Lance Fulford points at a house where other residents who support his idea of forming a neighborhood watch group live.

By Christine Lias

Longtime Castro resident Lance Fulford said enough was enough when he heard how a couple of hoodlums kicked in a neighbor’s door in broad daylight and made off with a pretty good load.

He decided that after living in the neighborhood since 1991 – having taken part in a tree-planting back then – that it was similarly time to take root once more and start a neighborhood watch group for his block, in the area of Douglass and 19th streets. He called up the nonprofit Safety Awareness For Everyone (SAFE) and got started.

“I have a daughter now, and my mom lives in the apartment downstairs. There’s a lot more kids in the neighborhood now,” Fulford said. “When my neighbor two doors down got broken into, I thought, ‘This shouldn’t be happening in my neighborhood.’ I want a more preventative measure to dissuade the craziness,” which he attributes to a rise in illegal drug use.

Fulford and one other neighbor have formed a “seed group” which will hopefully get the word out to their neighbors on the block and meet this month to discuss goals, record license plate numbers and simply meet each other. If all goes as planned, a police representative should then come out for
a final follow-up session at the third neighborhood watch group meeting.

San Francisco’s SAFE was created more than 30 years ago and jointly works with the SF Police Department to educate and empower neighborhoods on safety issues. The group receives
approximately $590,000 annually as a contract grant from the SFPD for its services.

Executive Director Cindy Brandon said SAFE helps create roughly 50 new neighborhood watch groups a year, but those numbers vary depending on which groups stay together over time.
She pointed out one neighborhood watch group in the Marina District formed a decade ago; the
neighborhood block captain recently called and invited Brandon to an annual block potluck.

“We get calls for neighborhood watch groups from all over the City,” Brandon said. Service requests
range from watch groups to business watch groups to personal safety or residential surveys.

To form a neighborhood watch group, there has to be a basic interest in forming one at the grass-roots level. These neighbors – Fulford and another neighbor formed their seed group – then meet to discuss their goals at a second meeting.

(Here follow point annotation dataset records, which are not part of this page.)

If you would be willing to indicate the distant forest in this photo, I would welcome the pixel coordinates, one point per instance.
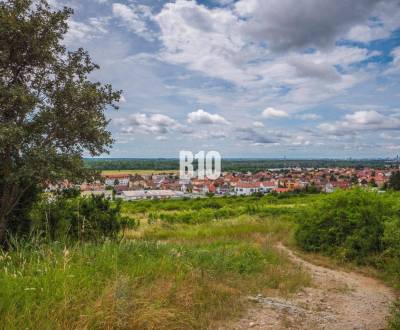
(239, 165)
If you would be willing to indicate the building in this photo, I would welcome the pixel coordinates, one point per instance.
(132, 195)
(116, 179)
(246, 188)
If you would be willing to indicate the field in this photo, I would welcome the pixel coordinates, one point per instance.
(166, 275)
(191, 264)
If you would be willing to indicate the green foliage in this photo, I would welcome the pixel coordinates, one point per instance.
(394, 181)
(348, 224)
(85, 219)
(144, 283)
(50, 111)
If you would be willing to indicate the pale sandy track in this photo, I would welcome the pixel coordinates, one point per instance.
(337, 300)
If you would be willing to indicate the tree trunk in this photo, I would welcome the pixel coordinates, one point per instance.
(3, 230)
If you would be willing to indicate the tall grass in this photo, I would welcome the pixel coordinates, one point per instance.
(175, 276)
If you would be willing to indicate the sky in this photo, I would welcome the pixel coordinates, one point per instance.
(247, 78)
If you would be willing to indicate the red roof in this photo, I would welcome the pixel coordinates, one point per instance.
(248, 185)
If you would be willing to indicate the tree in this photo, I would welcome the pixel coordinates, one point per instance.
(394, 180)
(50, 112)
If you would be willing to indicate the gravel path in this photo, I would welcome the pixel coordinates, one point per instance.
(337, 300)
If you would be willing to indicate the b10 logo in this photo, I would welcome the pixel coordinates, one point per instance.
(209, 165)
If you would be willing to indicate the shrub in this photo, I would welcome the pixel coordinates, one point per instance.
(348, 224)
(85, 219)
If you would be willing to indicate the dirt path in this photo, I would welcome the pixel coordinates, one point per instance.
(337, 300)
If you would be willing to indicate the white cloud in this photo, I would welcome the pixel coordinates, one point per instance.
(218, 43)
(80, 32)
(309, 116)
(272, 113)
(258, 124)
(288, 24)
(150, 124)
(135, 17)
(202, 117)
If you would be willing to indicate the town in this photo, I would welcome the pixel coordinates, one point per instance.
(168, 184)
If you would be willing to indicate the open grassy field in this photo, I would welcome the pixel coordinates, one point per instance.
(166, 275)
(191, 264)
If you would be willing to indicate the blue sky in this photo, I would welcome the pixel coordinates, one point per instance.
(248, 78)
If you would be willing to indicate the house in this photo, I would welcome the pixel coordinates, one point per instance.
(108, 194)
(267, 186)
(246, 188)
(119, 179)
(132, 195)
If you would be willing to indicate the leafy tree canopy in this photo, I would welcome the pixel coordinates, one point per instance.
(50, 112)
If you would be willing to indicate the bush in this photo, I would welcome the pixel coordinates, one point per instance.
(76, 218)
(348, 224)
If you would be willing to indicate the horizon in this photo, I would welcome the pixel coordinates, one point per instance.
(240, 76)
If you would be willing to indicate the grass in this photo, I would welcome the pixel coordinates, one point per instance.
(167, 276)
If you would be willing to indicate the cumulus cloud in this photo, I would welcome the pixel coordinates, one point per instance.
(80, 32)
(135, 17)
(255, 137)
(367, 120)
(309, 116)
(272, 113)
(150, 124)
(202, 117)
(222, 43)
(288, 24)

SAFE connects them with a police officer at a third meeting. Brandon said it can take four meetings before a bona fide watch group is in place and information is on file.

“Criminals are less likely to do things when they know they can get caught,” Brandon said.
The watch groups, if anything, help the neighbors “form better relations with the police. They keep the neighborhood stronger.”

Fulford said he is concerned in particular for his safety because of him and his partner’s three-year-old daughter.

His neighbor’s house was burglarized, he said, while they were in the middle of renovating it. Fulford heard of another neighbor across the street whose house was similarly hit by thieves who broke in and brought the loot out in garbage bags. (The neighbor in the former theft would not contact the Courier.)

According to the SFPD’s online Crimemaps system, there have been eight cases of vandalism, four vehicle thefts, two assaults, three burglaries, 12 larceny/thefts and one drug offense within 1,000 feet of the Fulford house in the past three months.